Dennis Zuill

Personal information
- Date of birth: 3 January 1978 (age 48)
- Place of birth: Bermuda
- Position: Defender

Senior career*
- Years: Team / Apps / (Gls)
- 2005–2007: Dandy Town Hornets
- 2007: Bermuda Hogges / 18 / (0)
- 2011–2012: Dandy Town Hornets

International career^{‡}
- 2006–2007: Bermuda / 5 / (0)

= Dennis Zuill =

Bermudian footballer

Dennis Zuill (born 3 January 1978) is a Bermudian former international footballer who played as a defender.

==Club career==
Zuill began his career as a defender with Dandy Town Hornets in the Bermudian Premier Division before joining the Bermuda Hogges in the USL Second Division in 2007 for its inaugural season in 2007.

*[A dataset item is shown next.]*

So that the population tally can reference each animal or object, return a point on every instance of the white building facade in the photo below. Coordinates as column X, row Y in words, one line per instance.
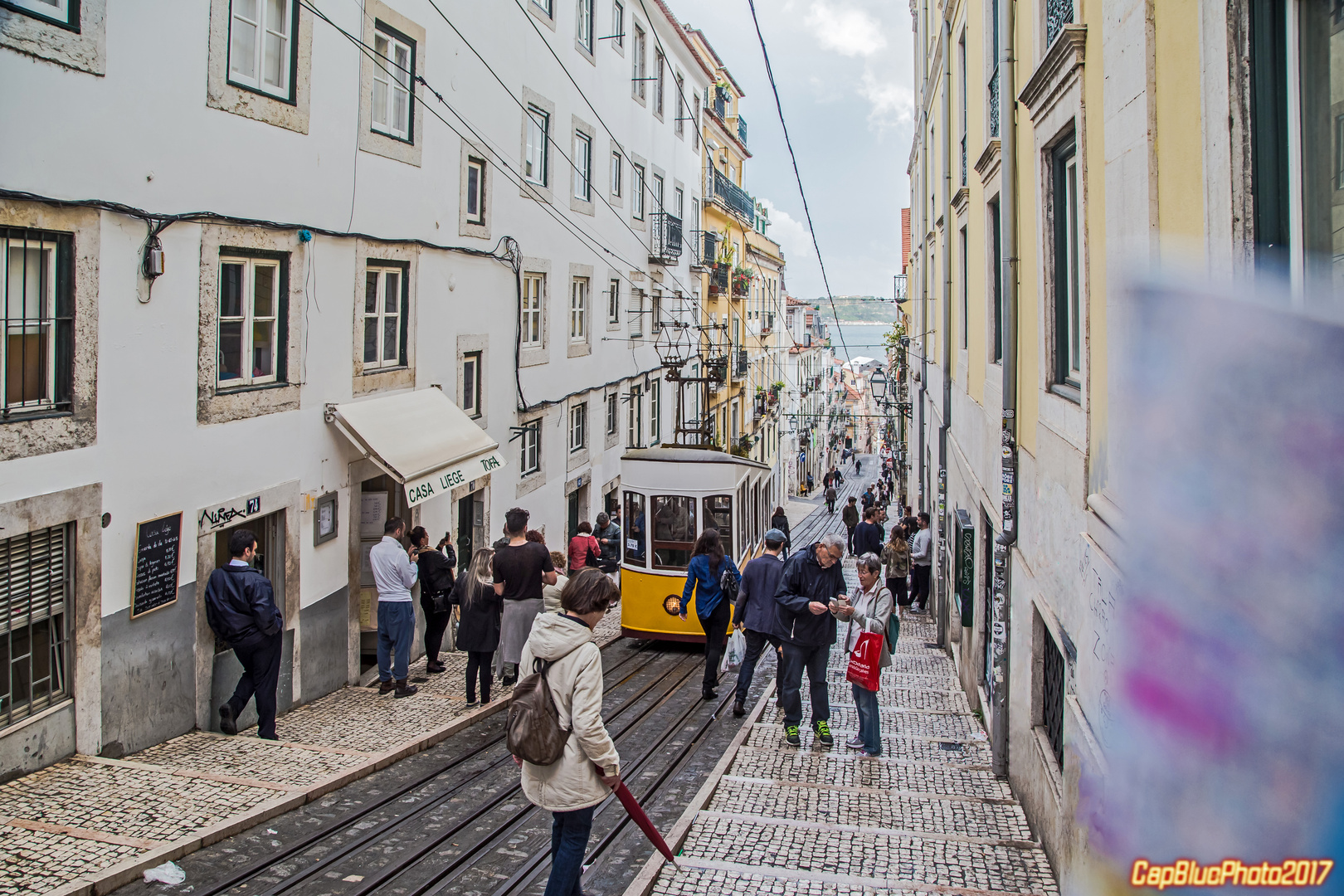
column 219, row 280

He returned to Dandy Town Hornets after being released from prison in 2011.

==Personal life==
Zuill was arrested in September 2009 in Atlanta for his involvement in cannabis and cocaine distribution and was sentenced to do time in prison. He was granted a supervised release from a New York prison in October 2011 after pleading guilty earlier in the year. In Bermuda, he was once more charged with drugs trafficking in March 2013.

He is a cousin of former national team striker Aljame Zuill.